The push to require labels for genetically modified food, which flared up in Californiabefore drowning under a flood of industry cash last year, is now underway in Washington State. Predictably, agrichemical and organic interests are pouring money into, respectively, defeating and supporting a ballot initiative called I-522, which would require foods containing GMO ingredients to bear labels. Just as predictably, the agribusiness interests are garnering much more money to kill the effort than their organic peers are in supporting it—outspending them $17.1 million to $4.6 million, the Spokane-Review reports.
Meanwhile, in a development that broke late Wednesday, the Washington State Attorney General has filed a complaint alleging that the Grocery Manufacturers of America, a trade group that donated $2 million to the effort to defeat California's labeling initiative, violated state campaign laws and "spent more than $7 million while shielding the identity of its contributors," according to its press release. [...]
So which is right? Over at Grist, Michael Lipsky, a distinguished senior fellow at the progressive think-tank Demos, argues that labeling wouldn't likely cost consumers much at all. The cost of changing labels would be trivial, he writes—food manufacturers "do it all the time." Ever seen the words "new and improved" on some boxed delicacy?
The Northbridge study, he shows, is based on the assumption that, in order to avoid having to declare that their products contain GMOs, food manufactures will rapidly switch over to non-GMO ingredients, which would cost more to procure. That's because upwards of 80 percent of US corn, soybeans, and sugar beets are genetically modified—and iterations of these three crops suffuse US processed foods, providing sweeteners (high-fructose corn syrup and beet sugar), fats (corn and soy oil), and a litany of ingredients like various thickeners. For food manufacturers to get non-GMO versions of these substances, they'd have to pay a premium in the marketplace—hence higher ingredients costs that they'd want to pass on to consumers.

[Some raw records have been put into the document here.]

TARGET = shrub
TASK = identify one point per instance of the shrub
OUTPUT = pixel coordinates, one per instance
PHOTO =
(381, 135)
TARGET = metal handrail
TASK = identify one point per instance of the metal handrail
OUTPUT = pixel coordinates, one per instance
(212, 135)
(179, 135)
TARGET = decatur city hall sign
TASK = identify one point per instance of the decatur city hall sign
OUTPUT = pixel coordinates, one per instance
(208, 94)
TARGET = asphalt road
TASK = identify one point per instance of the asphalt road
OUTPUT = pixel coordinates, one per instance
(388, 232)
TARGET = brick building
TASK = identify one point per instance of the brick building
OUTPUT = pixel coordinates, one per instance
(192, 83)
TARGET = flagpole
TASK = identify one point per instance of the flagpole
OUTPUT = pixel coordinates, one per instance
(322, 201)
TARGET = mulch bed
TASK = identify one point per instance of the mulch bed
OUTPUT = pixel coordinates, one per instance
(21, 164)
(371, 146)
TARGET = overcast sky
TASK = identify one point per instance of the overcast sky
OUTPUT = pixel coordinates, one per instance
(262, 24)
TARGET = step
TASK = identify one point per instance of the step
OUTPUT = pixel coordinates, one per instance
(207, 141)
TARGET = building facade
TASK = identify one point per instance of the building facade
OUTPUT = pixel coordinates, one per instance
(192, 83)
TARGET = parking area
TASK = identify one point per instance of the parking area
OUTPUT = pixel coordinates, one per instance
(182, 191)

But that effect wouldn't last long, Lipsky argues. "If labeling were required, particularly if (and when) the labeling requirement is adopted by other states, demand for non-GMO versions of corn, soybeans, and sugar beets—the basic GMO crops—would increase, production would expand, and prices for non-GMO ingredients would decline," he writes. That makes good sense: basic supply and demand.
And here's something Lipsky didn't get to: even in the short term, the effect on retail prices would likely be small. That's because ingredients make up a tiny portion of the expenses incurred by manufactures to process food and move it to grocery store shelves. Transportation, marketing, processing—all of these things cost more than the actual food in the box of cereal or frozen dinner at Walmart.